Java Example – Spark RDD reduce()

In this example, we will take an RDD of Integers and reduce them to their sum using RDD.reduce() method.

RDDreduceExample.java

</>
Copy
import java.util.Arrays;

import org.apache.spark.SparkConf;
import org.apache.spark.api.java.JavaRDD;
import org.apache.spark.api.java.JavaSparkContext;

public class RDDreduceExample {

	public static void main(String[] args) {
		// configure spark
		SparkConf sparkConf = new SparkConf().setAppName("Read Text to RDD")
										.setMaster("local[2]").set("spark.executor.memory","2g");
		// start a spark context
		JavaSparkContext sc = new JavaSparkContext(sparkConf);
		
		// read text file to RDD
		JavaRDD<Integer> numbers = sc.parallelize(Arrays.asList(14,21,88,99,455));
		
		// aggregate numbers using addition operator
		int sum = numbers.reduce((a,b)->a+b); 
		
		System.out.println("Sum of numbers is : "+sum);
	}

}

Run the above Spark Java application, and you would get the following output in console.
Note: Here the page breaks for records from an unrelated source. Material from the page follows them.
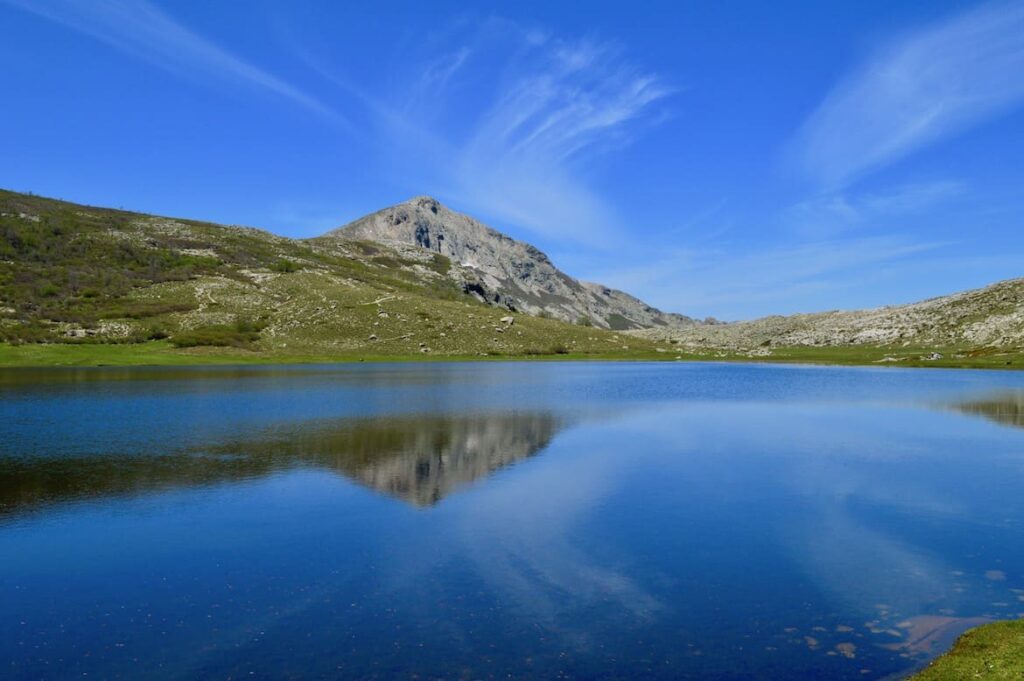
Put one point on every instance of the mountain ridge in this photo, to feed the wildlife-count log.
(502, 270)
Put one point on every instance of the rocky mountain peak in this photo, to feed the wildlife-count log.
(502, 270)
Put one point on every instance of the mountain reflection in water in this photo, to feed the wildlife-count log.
(1004, 408)
(419, 459)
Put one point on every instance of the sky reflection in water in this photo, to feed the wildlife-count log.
(589, 519)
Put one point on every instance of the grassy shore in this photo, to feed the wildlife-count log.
(991, 652)
(164, 353)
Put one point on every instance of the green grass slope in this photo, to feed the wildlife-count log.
(82, 286)
(992, 652)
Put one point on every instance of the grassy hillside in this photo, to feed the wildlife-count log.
(81, 285)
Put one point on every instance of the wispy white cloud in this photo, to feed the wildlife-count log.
(142, 29)
(925, 87)
(509, 125)
(832, 214)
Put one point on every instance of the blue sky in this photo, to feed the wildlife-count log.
(732, 159)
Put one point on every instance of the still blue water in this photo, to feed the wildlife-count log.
(482, 520)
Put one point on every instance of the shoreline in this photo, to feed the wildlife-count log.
(161, 353)
(993, 651)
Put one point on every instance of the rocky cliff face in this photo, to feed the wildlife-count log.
(502, 270)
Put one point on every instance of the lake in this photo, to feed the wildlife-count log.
(478, 520)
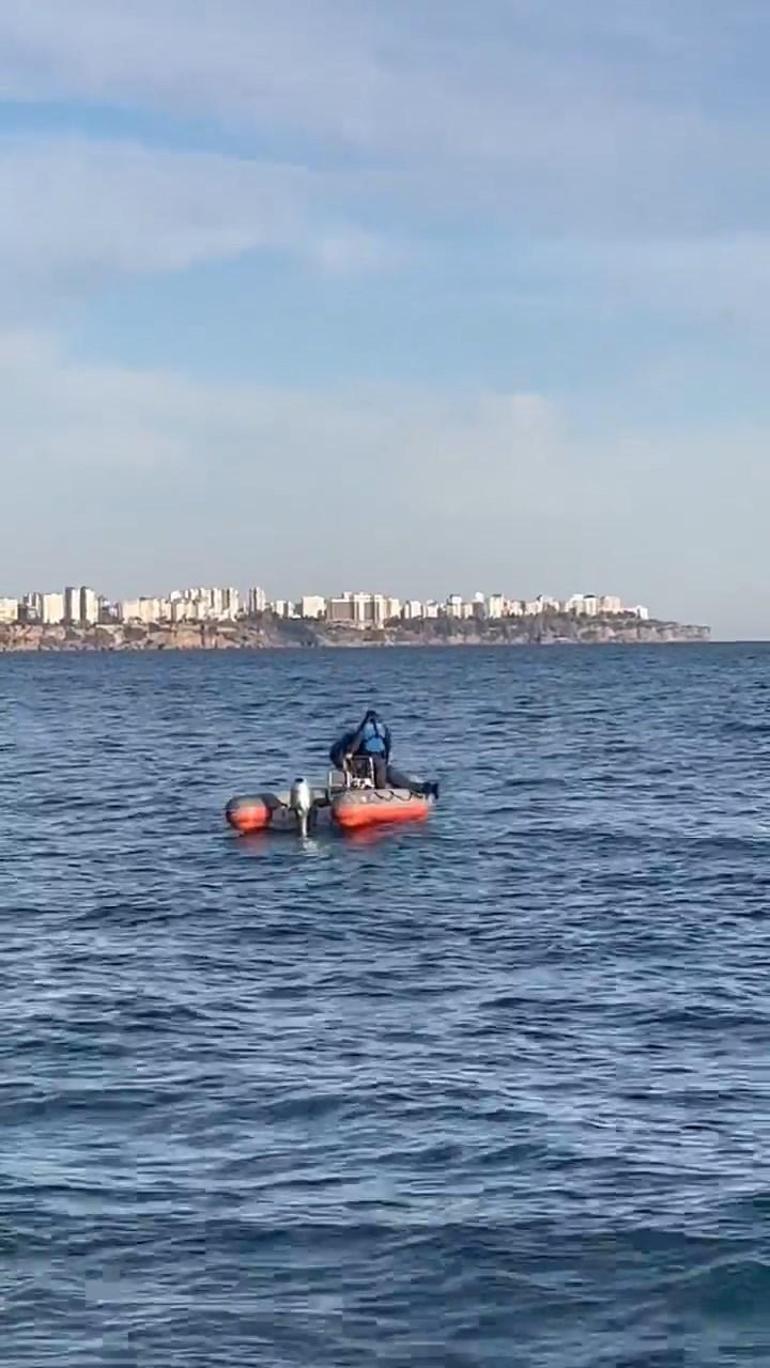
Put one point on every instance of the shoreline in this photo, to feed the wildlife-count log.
(311, 636)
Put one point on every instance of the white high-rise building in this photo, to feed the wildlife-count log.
(89, 606)
(312, 606)
(71, 605)
(52, 609)
(257, 601)
(231, 603)
(610, 605)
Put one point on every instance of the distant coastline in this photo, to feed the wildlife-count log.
(271, 632)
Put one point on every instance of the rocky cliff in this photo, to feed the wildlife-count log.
(276, 632)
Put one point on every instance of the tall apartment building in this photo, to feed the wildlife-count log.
(52, 609)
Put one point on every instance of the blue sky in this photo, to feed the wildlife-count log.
(410, 294)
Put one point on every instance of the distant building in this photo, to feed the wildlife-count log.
(71, 605)
(88, 608)
(341, 610)
(312, 606)
(52, 609)
(610, 605)
(257, 602)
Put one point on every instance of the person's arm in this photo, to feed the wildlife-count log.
(359, 736)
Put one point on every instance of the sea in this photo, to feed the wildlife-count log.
(493, 1090)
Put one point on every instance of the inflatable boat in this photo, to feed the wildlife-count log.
(346, 807)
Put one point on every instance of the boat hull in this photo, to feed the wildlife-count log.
(357, 809)
(348, 810)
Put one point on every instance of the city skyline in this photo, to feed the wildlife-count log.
(84, 606)
(389, 293)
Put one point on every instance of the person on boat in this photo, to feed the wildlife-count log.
(365, 753)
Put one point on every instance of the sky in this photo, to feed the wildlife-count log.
(415, 296)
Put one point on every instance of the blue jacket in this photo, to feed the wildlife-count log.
(372, 738)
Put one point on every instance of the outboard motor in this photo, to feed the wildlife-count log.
(301, 803)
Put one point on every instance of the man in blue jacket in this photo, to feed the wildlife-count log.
(367, 751)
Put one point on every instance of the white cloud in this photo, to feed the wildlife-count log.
(517, 114)
(75, 212)
(138, 479)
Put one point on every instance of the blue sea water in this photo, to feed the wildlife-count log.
(488, 1092)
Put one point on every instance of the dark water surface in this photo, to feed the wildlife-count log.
(490, 1092)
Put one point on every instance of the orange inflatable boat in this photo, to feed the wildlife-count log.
(348, 809)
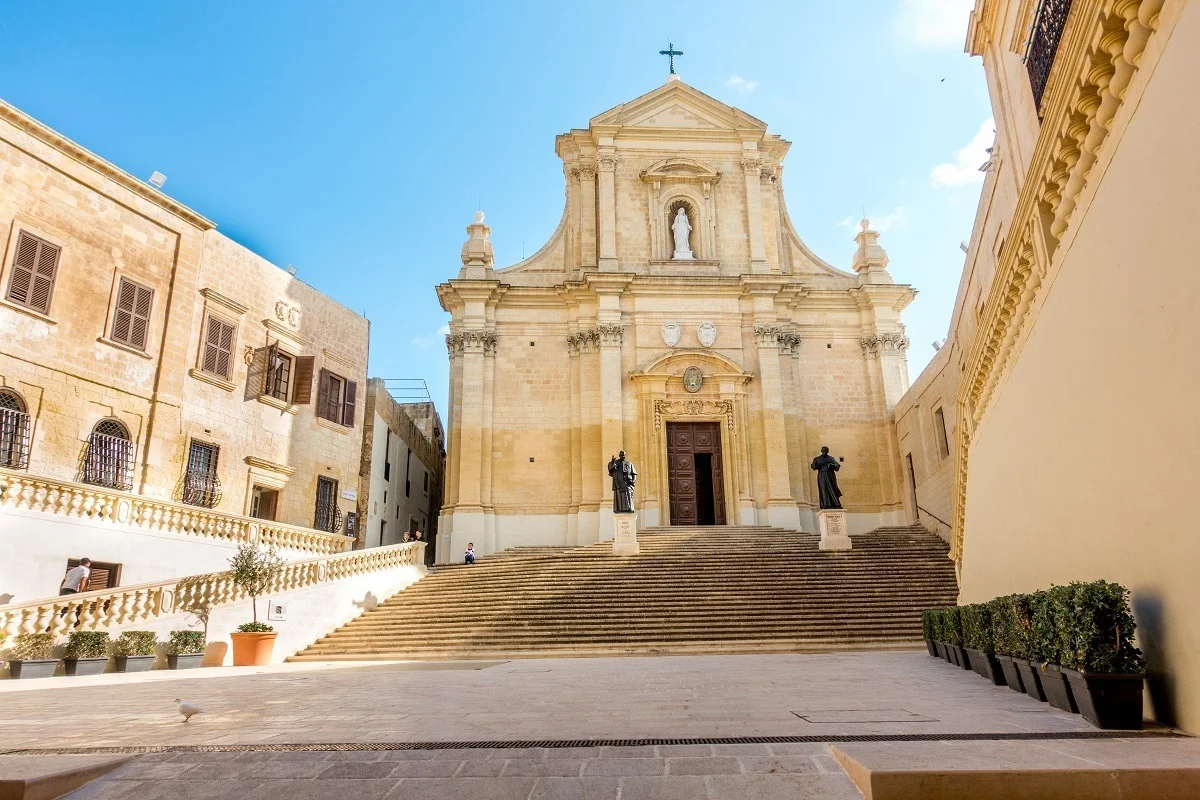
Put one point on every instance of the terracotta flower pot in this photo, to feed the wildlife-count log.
(252, 649)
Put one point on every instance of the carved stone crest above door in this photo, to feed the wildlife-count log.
(671, 332)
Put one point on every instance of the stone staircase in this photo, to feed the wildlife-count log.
(721, 589)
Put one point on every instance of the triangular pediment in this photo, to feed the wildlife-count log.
(676, 104)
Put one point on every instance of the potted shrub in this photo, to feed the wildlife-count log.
(135, 650)
(1050, 631)
(185, 649)
(953, 629)
(87, 653)
(978, 643)
(927, 629)
(1026, 648)
(1005, 639)
(31, 656)
(253, 570)
(1103, 668)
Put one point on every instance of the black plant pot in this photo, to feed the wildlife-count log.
(133, 663)
(1031, 679)
(85, 666)
(985, 666)
(1054, 684)
(1012, 673)
(1109, 702)
(185, 661)
(960, 656)
(33, 668)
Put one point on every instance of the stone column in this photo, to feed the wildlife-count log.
(588, 214)
(781, 509)
(607, 163)
(751, 164)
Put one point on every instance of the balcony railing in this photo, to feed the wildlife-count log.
(96, 611)
(13, 438)
(1048, 26)
(25, 492)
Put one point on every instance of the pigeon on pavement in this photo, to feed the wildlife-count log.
(187, 709)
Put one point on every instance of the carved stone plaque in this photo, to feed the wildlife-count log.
(671, 334)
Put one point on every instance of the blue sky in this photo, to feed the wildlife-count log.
(355, 139)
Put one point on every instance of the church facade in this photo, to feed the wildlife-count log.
(675, 314)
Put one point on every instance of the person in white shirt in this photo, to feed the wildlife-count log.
(77, 578)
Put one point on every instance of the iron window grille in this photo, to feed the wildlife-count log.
(328, 516)
(108, 458)
(202, 487)
(15, 431)
(1048, 25)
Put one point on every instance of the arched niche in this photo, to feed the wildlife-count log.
(682, 182)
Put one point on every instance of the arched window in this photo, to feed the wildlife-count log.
(13, 431)
(108, 459)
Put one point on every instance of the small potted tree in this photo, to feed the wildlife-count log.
(1005, 639)
(135, 650)
(185, 649)
(87, 653)
(31, 656)
(1104, 669)
(253, 570)
(978, 643)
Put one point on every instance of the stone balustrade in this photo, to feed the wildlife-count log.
(95, 503)
(106, 608)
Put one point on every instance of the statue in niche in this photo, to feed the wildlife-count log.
(623, 479)
(827, 479)
(682, 230)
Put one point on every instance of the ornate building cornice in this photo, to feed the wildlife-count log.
(885, 344)
(475, 341)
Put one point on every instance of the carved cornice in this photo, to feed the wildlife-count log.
(768, 335)
(1099, 52)
(885, 344)
(475, 341)
(702, 408)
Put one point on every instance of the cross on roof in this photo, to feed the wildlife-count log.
(671, 53)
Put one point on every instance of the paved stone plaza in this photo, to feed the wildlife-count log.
(831, 695)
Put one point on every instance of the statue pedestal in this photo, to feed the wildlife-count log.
(624, 541)
(832, 523)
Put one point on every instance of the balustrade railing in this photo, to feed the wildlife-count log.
(85, 501)
(107, 608)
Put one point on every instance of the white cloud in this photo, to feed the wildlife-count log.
(965, 167)
(741, 84)
(895, 220)
(436, 337)
(933, 23)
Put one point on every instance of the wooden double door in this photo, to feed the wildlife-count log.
(695, 474)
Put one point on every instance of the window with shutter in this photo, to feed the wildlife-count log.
(131, 320)
(35, 266)
(217, 356)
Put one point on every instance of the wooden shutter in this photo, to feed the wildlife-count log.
(217, 356)
(303, 395)
(34, 270)
(131, 323)
(323, 396)
(348, 405)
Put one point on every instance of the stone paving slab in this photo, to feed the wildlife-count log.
(675, 697)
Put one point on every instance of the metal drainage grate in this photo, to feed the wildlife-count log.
(593, 743)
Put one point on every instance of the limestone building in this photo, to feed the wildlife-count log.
(403, 459)
(1067, 385)
(675, 314)
(165, 392)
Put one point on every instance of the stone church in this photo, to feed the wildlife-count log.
(675, 314)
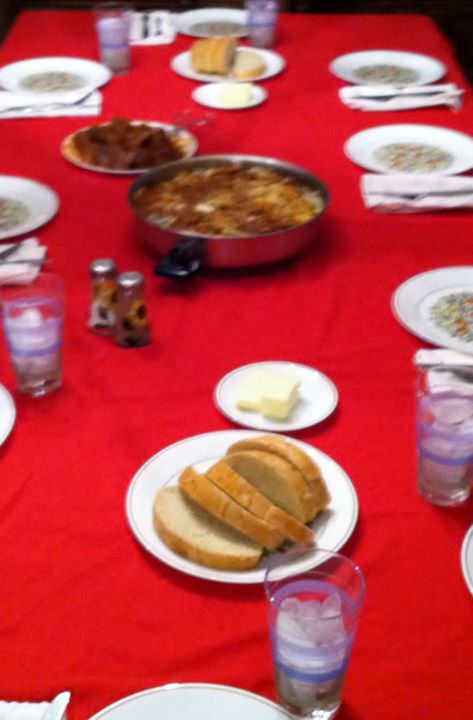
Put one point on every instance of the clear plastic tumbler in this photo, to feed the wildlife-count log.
(313, 618)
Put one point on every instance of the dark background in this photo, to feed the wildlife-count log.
(455, 17)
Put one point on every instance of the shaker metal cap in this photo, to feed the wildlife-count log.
(130, 279)
(103, 266)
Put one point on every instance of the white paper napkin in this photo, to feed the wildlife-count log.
(152, 28)
(54, 710)
(13, 272)
(394, 97)
(410, 193)
(70, 104)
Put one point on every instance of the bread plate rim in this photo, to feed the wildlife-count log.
(163, 468)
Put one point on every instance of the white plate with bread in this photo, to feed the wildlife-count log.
(216, 505)
(216, 59)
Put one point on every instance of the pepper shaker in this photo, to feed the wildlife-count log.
(133, 326)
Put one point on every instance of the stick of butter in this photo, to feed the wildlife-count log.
(273, 394)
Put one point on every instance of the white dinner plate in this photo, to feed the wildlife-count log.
(7, 414)
(187, 140)
(274, 64)
(427, 69)
(467, 559)
(186, 21)
(202, 701)
(208, 95)
(362, 146)
(412, 302)
(40, 201)
(333, 527)
(91, 73)
(318, 397)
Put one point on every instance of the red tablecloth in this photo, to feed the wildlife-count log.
(82, 606)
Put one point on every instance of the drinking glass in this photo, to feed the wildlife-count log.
(33, 318)
(112, 23)
(444, 428)
(313, 617)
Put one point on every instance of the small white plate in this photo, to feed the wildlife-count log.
(41, 201)
(274, 64)
(202, 700)
(7, 414)
(333, 527)
(208, 95)
(318, 397)
(362, 146)
(93, 74)
(187, 20)
(467, 559)
(412, 301)
(189, 142)
(428, 69)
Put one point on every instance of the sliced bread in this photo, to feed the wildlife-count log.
(277, 479)
(249, 497)
(195, 534)
(203, 491)
(298, 459)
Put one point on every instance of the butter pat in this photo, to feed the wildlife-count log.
(273, 394)
(234, 95)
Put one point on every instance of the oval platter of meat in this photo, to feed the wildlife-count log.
(127, 147)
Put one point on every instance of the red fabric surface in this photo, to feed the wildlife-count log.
(82, 606)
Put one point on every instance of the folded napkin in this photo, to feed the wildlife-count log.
(396, 97)
(67, 104)
(54, 710)
(152, 28)
(16, 269)
(410, 193)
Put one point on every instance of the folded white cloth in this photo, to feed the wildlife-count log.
(67, 104)
(54, 710)
(16, 268)
(156, 27)
(395, 97)
(410, 193)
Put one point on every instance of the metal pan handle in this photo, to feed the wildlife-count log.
(184, 260)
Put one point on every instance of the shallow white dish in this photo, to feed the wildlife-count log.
(318, 397)
(412, 300)
(42, 203)
(203, 700)
(208, 95)
(94, 74)
(186, 20)
(467, 559)
(187, 138)
(333, 527)
(362, 146)
(274, 64)
(7, 414)
(428, 69)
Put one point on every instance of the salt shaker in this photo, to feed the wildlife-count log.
(262, 16)
(133, 326)
(102, 317)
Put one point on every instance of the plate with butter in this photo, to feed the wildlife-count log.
(277, 396)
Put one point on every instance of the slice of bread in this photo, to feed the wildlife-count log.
(247, 65)
(277, 479)
(298, 459)
(200, 489)
(213, 55)
(198, 536)
(249, 497)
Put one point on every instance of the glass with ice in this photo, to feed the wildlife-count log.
(33, 322)
(313, 618)
(445, 434)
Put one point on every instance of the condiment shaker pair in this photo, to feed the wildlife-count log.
(118, 306)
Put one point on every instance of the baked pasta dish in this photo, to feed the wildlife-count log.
(229, 201)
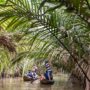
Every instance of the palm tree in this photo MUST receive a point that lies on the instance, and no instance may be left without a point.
(50, 23)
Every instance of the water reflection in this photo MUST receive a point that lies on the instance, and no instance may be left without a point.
(19, 84)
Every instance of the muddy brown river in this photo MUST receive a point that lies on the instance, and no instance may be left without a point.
(61, 83)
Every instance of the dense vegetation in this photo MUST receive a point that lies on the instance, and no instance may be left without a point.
(35, 30)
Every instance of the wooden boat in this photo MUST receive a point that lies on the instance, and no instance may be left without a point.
(44, 81)
(26, 78)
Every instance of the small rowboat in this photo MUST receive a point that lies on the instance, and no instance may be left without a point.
(44, 81)
(26, 78)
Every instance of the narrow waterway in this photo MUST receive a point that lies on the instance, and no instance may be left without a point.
(19, 84)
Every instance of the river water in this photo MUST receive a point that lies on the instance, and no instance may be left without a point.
(19, 84)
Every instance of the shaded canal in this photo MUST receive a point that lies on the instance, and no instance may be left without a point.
(19, 84)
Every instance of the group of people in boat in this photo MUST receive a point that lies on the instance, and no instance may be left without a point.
(46, 76)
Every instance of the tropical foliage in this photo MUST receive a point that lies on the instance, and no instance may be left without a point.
(47, 29)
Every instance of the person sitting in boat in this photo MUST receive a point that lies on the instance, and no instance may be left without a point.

17/11/29 11:26:42 INFO DAGScheduler: ResultStage 0 (reduce at RDDreduceExample.java:20) finished in 0.330 s
17/11/29 11:26:43 INFO DAGScheduler: Job 0 finished: reduce at RDDreduceExample.java:20, took 0.943121 s
Sum of numbers is : 677
17/11/29 11:26:43 INFO SparkContext: Invoking stop() from shutdown hook

Python Example – Spark RDD reduce()

In this example, we will implement the same use case of reducing integers in RDD to their sum, but we shall do that using Python.

</>
Copy
import sys

from pyspark import SparkContext, SparkConf

if __name__ == "__main__":

  # create Spark context with Spark configuration
  conf = SparkConf().setAppName("Read Text to RDD - Python")
  sc = SparkContext(conf=conf)

  # read input text file to RDD
  numbers = sc.parallelize([1,7,8,9,5,77,48])

  # aggregate RDD elements using addition function
  sum = numbers.reduce(lambda a,b:a+b)

  print "sum is : " + str(sum)

Run the above Spark RDD reduce Python Example using spark-submit

$ spark-submit spark-rdd-reduce-example.py

You will get the following output in console.

17/11/29 11:39:06 INFO DAGScheduler: ResultStage 0 (reduce at /home/arjun/workspace/spark/spark-rdd-reduce-example.py:15) finished in 0.960 s
17/11/29 11:39:06 INFO DAGScheduler: Job 0 finished: reduce at /home/arjun/workspace/spark/spark-rdd-reduce-example.py:15, took 1.552233 s
sum is : 155
17/11/29 11:39:06 INFO SparkContext: Invoking stop() from shutdown hook

Conclusion

In this Spark Tutorial, we learned the syntax and examples for RDD.reduce() method.